Latin OR Cyrillic OR Greek. It’s very seldom to have to render text in Latin AND Cyrillic AND Greek AND …
In Unicode those languages are often grouped in 128 characters (Greek: 03xx, Cyrillic: 04xx, Hebrew: 05xx, Arabic: 06xx and so on)
Emojis did not fit in the BMP anymore; they can be found in the SMP at 1F9xx
br
Jörg
From: Jörg <joerg.straube at iaeth.ch>
Sent: Wednesday, July 21, 2021 6:46 PM
To: 'ETH Oberon and related systems' <oberon at lists.inf.ethz.ch>
Subject: RE: [Oberon] Files.Write and 2-byte CHARs
Arthur
The implementation of CHAR is not defined in the Oberon report; it’s length is not defined, the charset is not defined and the coding is not defined neither.

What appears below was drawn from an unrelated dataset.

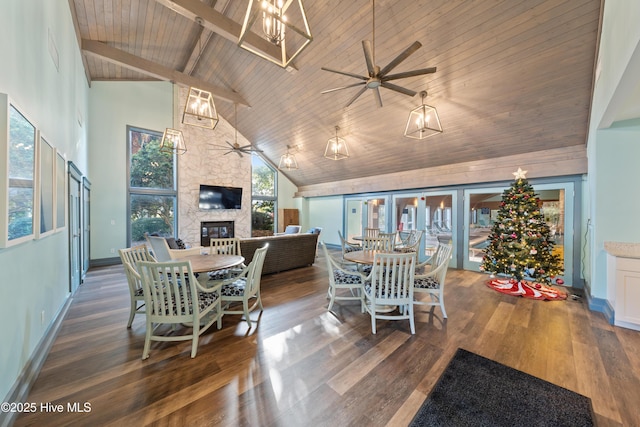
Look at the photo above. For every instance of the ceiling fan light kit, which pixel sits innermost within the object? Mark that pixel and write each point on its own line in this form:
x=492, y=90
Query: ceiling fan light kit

It’s all up to the implementation.
The charset can be ASCII or EBCDIC or Unicode or any other. If it’s Unicode it can be coded as UTF-8, UCS-2, UTF-16 or others.
As implementor, you can decide to represent CHAR differently internally and externally.
In ProjectOberon the implementation is as follows:
* CHAR takes one byte
* CHAR charset is 7-bit ASCII
* internal = external
If you want to extend CHAR to more than 7bits, I recommend doing it as follows:
* Adapt the compiler to store CHAR internally as INTEGER (4 Byte). Don’t use UTF-8 internally as ARRAY OF CHAR will be no ARRAY anymore..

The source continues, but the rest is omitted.